Regards croisés sur Henri Kissinger, « Diplomate de légende » pour les Chinois et « criminel de guerre » pour ses détracteurs

« Realpolitik » et froideur des rapport de forces.

La vérité est que l’approche de la Chine par Kissinger entre 1969 et 1973, période pendant laquelle, au cœur du pouvoir américain, il eut la capacité d’influer sur le cours de la guerre froide, symbolise sa vision de la stratégie des « plaques tectoniques », s’embarrassant peu des détails.

Pour ses admirateurs, elle est l’exemple abouti de la « realpolitik » pragmatique, dont le promoteur historique dans l’Europe d’après la révolution française, secouée par les guerres napoléoniennes, fut le Ministre des Affaires étrangères, puis Chancelier d’Autriche (1809-1848), le Prince Metternich – chantre conservateur de « l’équilibre des puissances ».

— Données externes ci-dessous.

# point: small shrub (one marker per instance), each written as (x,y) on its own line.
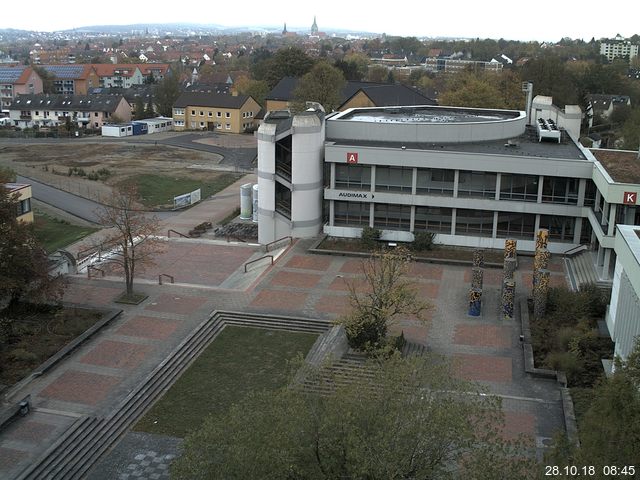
(423,241)
(566,362)
(370,237)
(22,355)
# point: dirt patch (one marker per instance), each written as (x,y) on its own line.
(70,166)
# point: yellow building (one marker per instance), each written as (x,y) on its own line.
(215,111)
(23,192)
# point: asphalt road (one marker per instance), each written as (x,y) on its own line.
(73,204)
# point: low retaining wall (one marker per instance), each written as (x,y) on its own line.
(570,423)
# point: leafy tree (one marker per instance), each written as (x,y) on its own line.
(387,294)
(257,89)
(131,233)
(24,267)
(610,429)
(167,92)
(149,112)
(286,62)
(377,74)
(47,79)
(139,108)
(483,90)
(404,418)
(323,84)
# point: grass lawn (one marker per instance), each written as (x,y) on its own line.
(159,190)
(54,234)
(238,361)
(36,333)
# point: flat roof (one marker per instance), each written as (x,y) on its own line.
(426,114)
(519,147)
(622,165)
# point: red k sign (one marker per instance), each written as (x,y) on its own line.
(630,198)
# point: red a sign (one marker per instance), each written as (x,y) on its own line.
(630,198)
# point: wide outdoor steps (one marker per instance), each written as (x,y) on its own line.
(583,271)
(353,365)
(75,453)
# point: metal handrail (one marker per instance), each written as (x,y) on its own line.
(266,247)
(91,267)
(573,250)
(175,231)
(254,261)
(235,237)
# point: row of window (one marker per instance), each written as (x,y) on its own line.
(180,111)
(439,220)
(474,184)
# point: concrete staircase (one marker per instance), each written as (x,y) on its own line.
(582,271)
(75,453)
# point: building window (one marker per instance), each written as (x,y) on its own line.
(474,222)
(356,177)
(519,187)
(590,194)
(351,214)
(433,219)
(435,181)
(394,179)
(392,217)
(516,225)
(560,190)
(477,184)
(24,206)
(560,228)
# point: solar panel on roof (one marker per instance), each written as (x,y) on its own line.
(65,71)
(10,75)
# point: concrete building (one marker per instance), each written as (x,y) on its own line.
(618,48)
(72,79)
(17,80)
(569,117)
(474,177)
(23,192)
(212,111)
(623,313)
(83,111)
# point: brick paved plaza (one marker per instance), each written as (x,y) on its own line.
(105,369)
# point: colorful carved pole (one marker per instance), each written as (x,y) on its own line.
(541,293)
(508,298)
(477,276)
(475,302)
(478,258)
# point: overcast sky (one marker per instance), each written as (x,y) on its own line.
(518,20)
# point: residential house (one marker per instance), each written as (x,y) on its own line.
(23,192)
(212,111)
(83,111)
(355,94)
(604,105)
(18,80)
(72,79)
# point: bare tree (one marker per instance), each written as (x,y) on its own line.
(384,294)
(131,233)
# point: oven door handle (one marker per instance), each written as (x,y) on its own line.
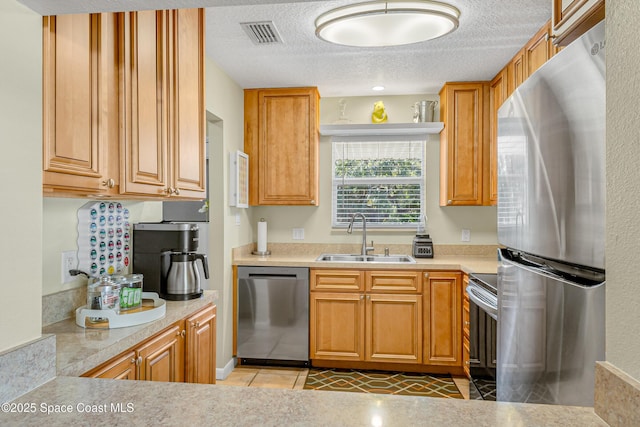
(474,296)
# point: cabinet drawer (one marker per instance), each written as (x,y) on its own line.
(394,281)
(336,280)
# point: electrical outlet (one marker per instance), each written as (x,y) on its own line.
(298,234)
(69,262)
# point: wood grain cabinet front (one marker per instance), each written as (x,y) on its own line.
(282,141)
(80,104)
(464,143)
(379,320)
(572,18)
(184,351)
(123,105)
(443,318)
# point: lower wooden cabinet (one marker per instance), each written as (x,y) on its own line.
(381,326)
(201,347)
(443,318)
(183,351)
(162,357)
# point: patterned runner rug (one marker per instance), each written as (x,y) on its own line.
(382,382)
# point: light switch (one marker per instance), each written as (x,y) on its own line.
(298,234)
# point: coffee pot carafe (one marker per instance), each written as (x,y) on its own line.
(183,277)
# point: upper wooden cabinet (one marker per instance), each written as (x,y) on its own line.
(538,50)
(497,95)
(282,141)
(463,143)
(80,104)
(124,110)
(164,144)
(572,18)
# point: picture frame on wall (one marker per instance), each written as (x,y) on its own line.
(238,179)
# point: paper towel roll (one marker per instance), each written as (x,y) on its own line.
(262,236)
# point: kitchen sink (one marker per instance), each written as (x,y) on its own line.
(366,258)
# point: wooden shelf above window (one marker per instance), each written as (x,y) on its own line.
(413,129)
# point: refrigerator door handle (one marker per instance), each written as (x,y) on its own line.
(475,296)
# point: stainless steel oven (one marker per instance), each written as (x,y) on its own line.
(483,316)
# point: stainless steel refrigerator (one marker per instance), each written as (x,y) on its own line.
(551,224)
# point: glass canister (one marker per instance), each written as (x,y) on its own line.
(131,292)
(103,293)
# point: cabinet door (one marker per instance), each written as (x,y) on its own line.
(516,74)
(162,357)
(122,367)
(187,115)
(572,18)
(462,143)
(337,326)
(538,50)
(387,281)
(336,280)
(80,103)
(394,328)
(443,329)
(144,157)
(201,347)
(282,141)
(497,95)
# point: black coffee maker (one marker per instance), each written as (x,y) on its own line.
(166,255)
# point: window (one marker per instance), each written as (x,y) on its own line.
(383,179)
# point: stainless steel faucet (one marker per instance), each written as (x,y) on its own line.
(365,248)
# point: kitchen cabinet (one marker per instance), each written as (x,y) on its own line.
(184,351)
(515,72)
(538,50)
(162,357)
(572,18)
(80,103)
(464,144)
(282,141)
(201,347)
(368,316)
(164,144)
(123,97)
(443,318)
(497,95)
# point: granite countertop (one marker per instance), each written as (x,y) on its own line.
(79,350)
(463,262)
(98,402)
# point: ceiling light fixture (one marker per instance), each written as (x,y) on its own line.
(387,23)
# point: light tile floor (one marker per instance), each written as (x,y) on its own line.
(266,377)
(292,378)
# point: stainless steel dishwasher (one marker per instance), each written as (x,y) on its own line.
(273,316)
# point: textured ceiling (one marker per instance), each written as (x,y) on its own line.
(490,33)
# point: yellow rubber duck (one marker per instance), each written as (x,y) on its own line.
(378,115)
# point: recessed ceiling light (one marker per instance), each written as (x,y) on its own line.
(387,23)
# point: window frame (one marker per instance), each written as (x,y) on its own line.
(419,180)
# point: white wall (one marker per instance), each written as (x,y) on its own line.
(445,223)
(20,174)
(623,183)
(225,101)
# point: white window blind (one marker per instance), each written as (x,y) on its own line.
(382,179)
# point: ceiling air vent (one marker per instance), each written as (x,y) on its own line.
(262,32)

Kissinger en avait fait l’un des sujets de sa thèse de doctorat à Harvard en 1954 à 31 ans, alors qu’il était déjà employé par le FBI, après avoir, en 1945 à 22 ans, participé avec l’armée américaine à la découverte des camps de la mort nazis. La thèse intitulée « Paix, légitimité et équilibre - Une étude des qualités d’hommes d’État de Castlereagh et Metternich. », étudiait un contraste entre la froide habileté machiavélique et l’autoritarisme cynique.

Autant Metternich était admiré et brillant, autant le Vicomte de Castlereagh, ministre des Affaires étrangères de l’Empire britannique pendant le Congrès de Vienne et jusqu’en 1822, date de son suicide, était violemment critiqué pour son conservatisme brutal et sans pitié.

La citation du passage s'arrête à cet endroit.